Terkait vonis mati bagi Sambo, pengajar hukum pidana Universitas Parahyangan, Bandung, Agustinus Pohan menuturkan, pidana mati merupakan pidana yang berlebihan dan sepatutnya tidak dijatuhkan terhadap siapa pun. Meski masyarakat tak bisa menoleransi perampasan nyawa seseorang, hal itu tak membuat negara menjadi berhak untuk merampas nyawa seseorang.
Menurut Agustinus, Kitab Undang-undang Hukum Pidana (KUHP) yang baru memberi jalan tengah antara kubu yang pro dan kontra terhadap pidana mati. Hal itu diwujudkan dengan memberikan kesempatan kepada terpidana mati untuk mendapat evaluasi dalam tenggang waktu 10 tahun sebagaimana diatur dalam Pasal 100 KUHP. Namun, evaluasi 10 tahun untuk pidana mati dengan percobaan harus dinyatakan dalam putusan. ”Kalau hal itu tidak dimasukkan dalam putusan, Pasal 100 KUHP tidak bisa diberlakukan,” katanya.
Dalam UU No 1/2023 tentang KUHP Pasal 624 disebutkan bahwa UU ini mulai berlaku setelah tiga tahun, terhitung sejak tanggal diundangkan. UU No 1/2023 diundangkan pada 2 Januari 2023.
Ketua Indonesia Police Watch (IPW) Sugeng Teguh Santoso mengungkapkan, vonis mati terhadap Sambo bukan yang pertama bagi anggota Polri yang terlibat kasus pidana. Namun, Sambo berpangkat paling tinggi, yakni bintang dua.
Akan tetapi, Sugeng menilai, Sambo berpotensi mendapat putusan lebih ringan pada tahap selanjutnya karena hal yang meringankan tak dipertimbangkan. ”Sambo tentu kecewa dengan putusan ini dan akan banding, berjuang sampai kasasi atau peninjauan kembali,” katanya.
Perencanaan
Dalam pertimbangan putusan terhadap Putri, majelis hakim menyayangkan tidak terungkapnya motif Putri sehingga harus membuat cerita yang menyesatkan dan membuat sang suami, Ferdy Sambo, menjadi marah dan terpicu untuk mengambil nyawa Nofriansyah. Akibatnya, Putri menjadi terdakwa yang turut serta dalam rencana pembunuhan Nofriansyah.
Dalam persidangan putusan terhadap Sambo, majelis hakim menuturkan, perencanaan pembunuhan dilakukan Sambo dengan memberi tahu istrinya, Putri, bahwa lokasi pembunuhan di rumah dinas Duren Tiga Nomor 46, Jakarta.
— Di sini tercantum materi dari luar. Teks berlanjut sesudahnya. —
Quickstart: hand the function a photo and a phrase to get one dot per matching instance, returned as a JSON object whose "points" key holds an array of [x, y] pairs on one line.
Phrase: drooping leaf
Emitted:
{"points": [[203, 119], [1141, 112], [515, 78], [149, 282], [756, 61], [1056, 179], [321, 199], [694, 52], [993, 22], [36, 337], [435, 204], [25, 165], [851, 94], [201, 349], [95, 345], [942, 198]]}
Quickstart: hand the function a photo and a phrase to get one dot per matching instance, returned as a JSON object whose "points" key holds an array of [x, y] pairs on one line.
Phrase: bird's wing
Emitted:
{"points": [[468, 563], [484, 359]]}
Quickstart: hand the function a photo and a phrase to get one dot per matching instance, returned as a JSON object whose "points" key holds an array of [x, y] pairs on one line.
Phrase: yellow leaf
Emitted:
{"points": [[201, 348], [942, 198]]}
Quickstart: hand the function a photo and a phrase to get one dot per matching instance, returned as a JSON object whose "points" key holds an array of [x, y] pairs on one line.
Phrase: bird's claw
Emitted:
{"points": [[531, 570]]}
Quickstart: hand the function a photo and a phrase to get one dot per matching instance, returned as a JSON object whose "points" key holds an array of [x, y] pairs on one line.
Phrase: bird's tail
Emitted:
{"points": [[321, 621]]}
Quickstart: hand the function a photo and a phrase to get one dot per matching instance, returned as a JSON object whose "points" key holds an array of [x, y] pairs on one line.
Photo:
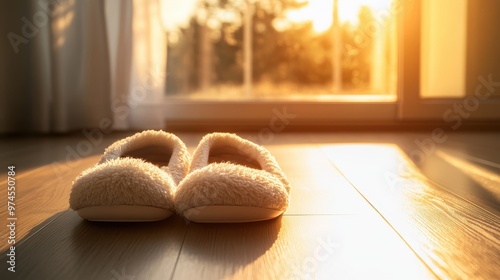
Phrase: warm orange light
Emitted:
{"points": [[320, 12]]}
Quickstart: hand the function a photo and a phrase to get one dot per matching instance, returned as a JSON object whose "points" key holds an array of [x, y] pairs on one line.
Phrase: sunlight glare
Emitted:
{"points": [[320, 12]]}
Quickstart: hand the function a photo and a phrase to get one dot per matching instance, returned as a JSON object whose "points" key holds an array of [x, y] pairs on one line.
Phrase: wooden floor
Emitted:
{"points": [[363, 206]]}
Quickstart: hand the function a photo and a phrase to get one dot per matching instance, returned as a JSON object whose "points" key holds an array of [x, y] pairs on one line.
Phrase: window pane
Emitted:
{"points": [[295, 48], [443, 45]]}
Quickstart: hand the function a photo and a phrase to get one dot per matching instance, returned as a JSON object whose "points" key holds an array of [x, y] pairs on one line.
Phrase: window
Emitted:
{"points": [[334, 61], [280, 49]]}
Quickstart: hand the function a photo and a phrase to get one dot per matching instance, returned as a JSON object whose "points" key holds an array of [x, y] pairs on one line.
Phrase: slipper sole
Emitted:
{"points": [[124, 213], [230, 214]]}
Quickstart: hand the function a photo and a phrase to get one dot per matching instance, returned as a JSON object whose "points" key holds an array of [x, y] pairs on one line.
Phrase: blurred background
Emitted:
{"points": [[72, 64]]}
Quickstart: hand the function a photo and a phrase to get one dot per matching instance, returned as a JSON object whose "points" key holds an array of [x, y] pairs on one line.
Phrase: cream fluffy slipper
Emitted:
{"points": [[135, 179], [232, 180]]}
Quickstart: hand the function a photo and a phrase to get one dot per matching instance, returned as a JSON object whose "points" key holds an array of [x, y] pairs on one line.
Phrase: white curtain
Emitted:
{"points": [[73, 64]]}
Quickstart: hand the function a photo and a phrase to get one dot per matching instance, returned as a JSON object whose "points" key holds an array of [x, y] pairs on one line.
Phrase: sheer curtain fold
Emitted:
{"points": [[73, 64]]}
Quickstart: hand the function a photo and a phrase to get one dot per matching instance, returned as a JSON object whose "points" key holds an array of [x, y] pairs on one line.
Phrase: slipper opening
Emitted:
{"points": [[219, 154], [156, 155]]}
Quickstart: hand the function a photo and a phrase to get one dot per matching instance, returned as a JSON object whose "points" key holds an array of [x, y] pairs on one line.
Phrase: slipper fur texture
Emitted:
{"points": [[216, 180], [140, 170]]}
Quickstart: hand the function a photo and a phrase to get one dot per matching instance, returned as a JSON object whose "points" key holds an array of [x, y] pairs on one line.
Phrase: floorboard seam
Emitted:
{"points": [[179, 254], [380, 214]]}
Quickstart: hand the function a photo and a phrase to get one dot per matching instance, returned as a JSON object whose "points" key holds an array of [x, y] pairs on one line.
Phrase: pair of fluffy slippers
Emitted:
{"points": [[151, 175]]}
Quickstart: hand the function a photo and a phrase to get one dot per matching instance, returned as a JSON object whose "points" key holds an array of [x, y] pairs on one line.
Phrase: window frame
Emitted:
{"points": [[408, 107]]}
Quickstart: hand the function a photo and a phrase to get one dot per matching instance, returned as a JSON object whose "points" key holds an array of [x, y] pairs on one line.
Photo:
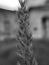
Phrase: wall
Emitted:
{"points": [[36, 24]]}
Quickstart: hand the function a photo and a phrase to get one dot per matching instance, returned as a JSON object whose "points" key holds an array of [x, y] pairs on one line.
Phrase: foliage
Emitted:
{"points": [[25, 50]]}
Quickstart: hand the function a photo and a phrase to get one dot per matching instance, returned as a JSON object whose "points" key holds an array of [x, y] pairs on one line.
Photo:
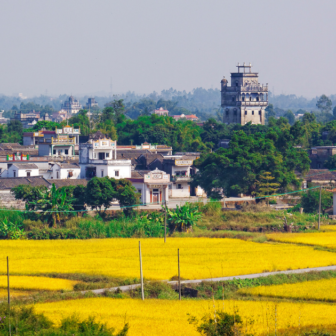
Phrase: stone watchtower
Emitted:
{"points": [[245, 100]]}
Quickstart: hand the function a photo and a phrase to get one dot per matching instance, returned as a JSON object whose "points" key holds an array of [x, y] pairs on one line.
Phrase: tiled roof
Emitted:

Jika ada yang bertanya kepada Putri, dia diminta menjawab akan melakukan isolasi mandiri.
Putri juga membahas soal sarung tangan dan kamera pemantau (CCTV) kepada Sambo. Namun, majelis tidak menjelaskan lebih lanjut mengenai hal tersebut.
Di sisi lain, majelis hakim memperoleh keyakinan yang cukup bahwa Sambo turut menembak Nofriansyah menggunakan senjata api jenis Glock. Hal ini dilakukan Sambo dengan menggunakan sarung tangan warna hitam.